THE DESTRUCTIVE MYTH OF GREEN ENERGY: IF YOU WANT ‘RENEWABLE ENERGY’ GET READY TO DESTROY THE ENVIRONMENT

“Green Energy” advocates dream of powering society entirely with wind and solar farms combined with massive batteries. Realizing this dream would require the biggest expansion in mining the world has seen and would produce huge quantities of waste. Engineers joke about discovering “unobtanium,” a magical energy-producing element that appears out of nowhere, requires no land, weighs nothing, and emits nothing. Absent the realization of that impossible dream, hydrocarbons remain a far better alternative than today’s green dreams.
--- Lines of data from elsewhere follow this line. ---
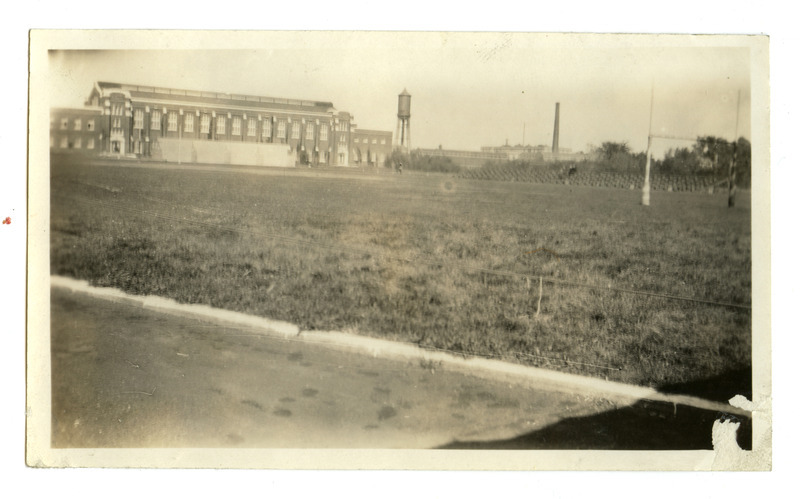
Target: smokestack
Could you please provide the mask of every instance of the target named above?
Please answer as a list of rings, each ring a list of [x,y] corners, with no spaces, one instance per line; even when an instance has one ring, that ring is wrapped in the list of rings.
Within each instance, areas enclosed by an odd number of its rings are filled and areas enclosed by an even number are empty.
[[[556,122],[553,125],[553,154],[558,154],[558,111],[559,103],[556,102]]]

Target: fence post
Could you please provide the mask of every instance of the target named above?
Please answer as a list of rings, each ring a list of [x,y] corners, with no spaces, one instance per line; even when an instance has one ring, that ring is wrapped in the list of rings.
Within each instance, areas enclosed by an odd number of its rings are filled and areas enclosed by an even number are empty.
[[[539,301],[536,302],[536,317],[539,317],[539,311],[542,308],[542,276],[539,276]]]

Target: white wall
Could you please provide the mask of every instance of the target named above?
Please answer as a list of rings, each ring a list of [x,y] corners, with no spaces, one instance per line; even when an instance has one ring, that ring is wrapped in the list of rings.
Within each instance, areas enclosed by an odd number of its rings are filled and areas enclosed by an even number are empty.
[[[165,161],[247,166],[295,166],[295,153],[287,144],[254,144],[209,140],[159,139]]]

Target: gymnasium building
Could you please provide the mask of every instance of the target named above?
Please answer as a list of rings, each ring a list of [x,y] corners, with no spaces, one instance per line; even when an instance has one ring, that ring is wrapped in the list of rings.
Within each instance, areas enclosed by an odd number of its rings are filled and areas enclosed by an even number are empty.
[[[254,166],[375,166],[392,133],[359,130],[331,102],[97,82],[54,108],[53,153]]]

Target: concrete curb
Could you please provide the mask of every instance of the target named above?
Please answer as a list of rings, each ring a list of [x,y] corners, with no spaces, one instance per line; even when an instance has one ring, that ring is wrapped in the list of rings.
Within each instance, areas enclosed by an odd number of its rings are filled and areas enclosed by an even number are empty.
[[[750,411],[739,407],[706,400],[689,395],[674,395],[659,392],[653,388],[628,385],[616,381],[606,381],[588,376],[551,371],[538,367],[523,366],[480,357],[463,357],[447,352],[426,350],[411,343],[371,338],[339,331],[301,331],[294,324],[255,317],[240,312],[209,307],[207,305],[188,305],[178,303],[169,298],[159,296],[129,295],[113,288],[98,288],[80,281],[62,276],[51,276],[51,286],[68,289],[72,292],[87,294],[96,298],[127,305],[140,306],[161,313],[194,318],[221,325],[235,325],[254,330],[257,334],[279,339],[294,339],[324,345],[330,348],[354,351],[372,355],[373,357],[418,360],[436,365],[448,366],[461,372],[502,377],[513,381],[527,381],[537,388],[557,391],[577,392],[585,395],[600,395],[627,401],[640,399],[667,402],[676,405],[691,406],[698,409],[718,411],[750,417]]]

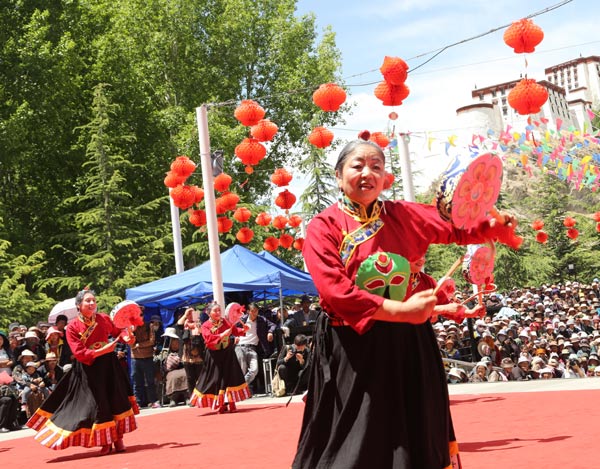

BY Mark P. Mills for The Wall Street Journal and Alexander Ackley R. A. for The International Chronicles

“Renewable energy” is a misnomer. Wind and solar machines and batteries are built from nonrenewable materials. And they wear out. Old equipment must be decommissioned, generating millions of tons of waste. The International Renewable Energy Agency calculates that solar goals for 2050 consistent with the Paris Accords will result in old-panel disposal constituting more than double the tonnage of all today’s global plastic waste. Consider some other sobering numbers:

A single electric-car battery weighs about 1,000 pounds. Fabricating one requires digging up, moving and processing more than 500,000 pounds of raw materials somewhere on the planet. The alternative? Use gasoline and extract one-tenth as much total tonnage to deliver the same number of vehicle-miles over the battery’s seven-year life.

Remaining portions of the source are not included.